Chart 3 shows the substantive visas people held prior to moving onto a bridging visa.
Once again, the key driver has been student and temporary graduate visa holders as well as visitor visa holders who have applied for either protection visas, partner visas or parent visas.
The extraordinary increase in bridging visa holders over the past 5-6 years has fundamentally been a function of inefficient visa processing combined with this being given a very low priority with inadequate resources being allocated to this function.
The obsession in Home Affairs with more “sexy” issues such as the drums of war, playing politics with boat arrivals at enormous cost such as the opening and closing of Christmas Island Detention Centre within a period of three months, failing to quickly resettle the refugees on Manus and Nauru and the failed attempt to flog off the visa I.T. system to the private sector (at a cost of $90 million) has meant that the core function of efficient visa processing has fallen by the wayside.
Simply allowing the number of people on bridging visas to keep increasing is unsustainable. As we open up to international travel, the pressure on the visa processing system will rise rapidly as more people apply for a visa. In addition, there will be pressure to check the vaccination and medical exemption status of international travellers.

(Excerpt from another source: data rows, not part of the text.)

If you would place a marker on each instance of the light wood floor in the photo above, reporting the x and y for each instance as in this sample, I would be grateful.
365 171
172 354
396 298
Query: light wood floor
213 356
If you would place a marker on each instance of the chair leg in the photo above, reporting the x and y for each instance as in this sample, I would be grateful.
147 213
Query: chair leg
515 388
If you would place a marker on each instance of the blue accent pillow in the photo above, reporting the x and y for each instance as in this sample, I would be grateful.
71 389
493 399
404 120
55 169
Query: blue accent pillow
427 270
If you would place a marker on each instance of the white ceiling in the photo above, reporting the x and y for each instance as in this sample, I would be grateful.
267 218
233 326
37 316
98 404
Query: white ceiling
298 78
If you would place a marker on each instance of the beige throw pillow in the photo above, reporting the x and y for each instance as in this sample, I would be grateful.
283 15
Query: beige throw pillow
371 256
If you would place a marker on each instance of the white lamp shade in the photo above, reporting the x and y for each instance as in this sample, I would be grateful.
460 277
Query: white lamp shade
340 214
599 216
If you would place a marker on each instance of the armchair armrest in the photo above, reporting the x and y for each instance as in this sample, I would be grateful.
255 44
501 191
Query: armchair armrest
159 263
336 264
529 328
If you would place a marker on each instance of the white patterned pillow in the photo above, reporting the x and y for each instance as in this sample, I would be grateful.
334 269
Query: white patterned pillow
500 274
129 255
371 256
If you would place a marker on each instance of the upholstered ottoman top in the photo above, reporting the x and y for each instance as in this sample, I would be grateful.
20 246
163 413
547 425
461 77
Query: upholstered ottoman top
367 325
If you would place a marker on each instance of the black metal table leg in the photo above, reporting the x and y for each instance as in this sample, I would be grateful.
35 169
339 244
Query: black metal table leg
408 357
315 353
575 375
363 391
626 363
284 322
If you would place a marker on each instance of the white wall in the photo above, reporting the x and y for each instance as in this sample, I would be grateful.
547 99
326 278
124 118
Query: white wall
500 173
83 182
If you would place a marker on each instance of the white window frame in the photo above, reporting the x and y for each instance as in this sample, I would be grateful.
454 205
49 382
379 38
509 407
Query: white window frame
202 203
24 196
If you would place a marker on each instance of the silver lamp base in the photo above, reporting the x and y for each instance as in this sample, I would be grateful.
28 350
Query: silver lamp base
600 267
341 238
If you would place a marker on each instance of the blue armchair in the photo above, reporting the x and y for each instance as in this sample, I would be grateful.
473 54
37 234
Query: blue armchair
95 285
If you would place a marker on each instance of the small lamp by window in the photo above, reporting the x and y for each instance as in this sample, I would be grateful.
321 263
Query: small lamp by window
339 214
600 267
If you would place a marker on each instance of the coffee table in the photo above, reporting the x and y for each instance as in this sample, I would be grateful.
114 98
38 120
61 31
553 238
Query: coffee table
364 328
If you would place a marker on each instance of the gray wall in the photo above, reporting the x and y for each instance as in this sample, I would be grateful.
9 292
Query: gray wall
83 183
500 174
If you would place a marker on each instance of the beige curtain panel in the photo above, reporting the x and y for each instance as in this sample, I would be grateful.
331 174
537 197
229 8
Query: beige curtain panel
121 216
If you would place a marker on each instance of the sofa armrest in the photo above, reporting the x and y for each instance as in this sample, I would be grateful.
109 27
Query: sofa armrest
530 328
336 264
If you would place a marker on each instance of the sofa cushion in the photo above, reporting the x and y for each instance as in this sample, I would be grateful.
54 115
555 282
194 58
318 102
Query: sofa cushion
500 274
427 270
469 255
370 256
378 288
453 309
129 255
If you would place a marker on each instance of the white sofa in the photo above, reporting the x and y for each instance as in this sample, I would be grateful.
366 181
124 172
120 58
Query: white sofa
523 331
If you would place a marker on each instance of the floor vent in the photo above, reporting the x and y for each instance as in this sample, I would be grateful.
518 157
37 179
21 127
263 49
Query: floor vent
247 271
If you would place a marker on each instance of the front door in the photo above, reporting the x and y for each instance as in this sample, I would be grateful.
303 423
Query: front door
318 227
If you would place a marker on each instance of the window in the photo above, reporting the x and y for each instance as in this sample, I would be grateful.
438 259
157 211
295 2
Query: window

All this suggests the trouble Australia’s visa system is currently in will get a lot worse before it gets better.
Whoever wins the forthcoming Election will need to tackle this enormous problem that has been allowed to build up over many years. But the cost of doing so will be substantial. Funding this from higher visa application fees will not be an option given the very high fees Australia already charges.
Not tackling this issue will continue to further weaken the visa system.
The Australian public needs to understand that the Prime Minister’s talk of strong borders is just that — talk.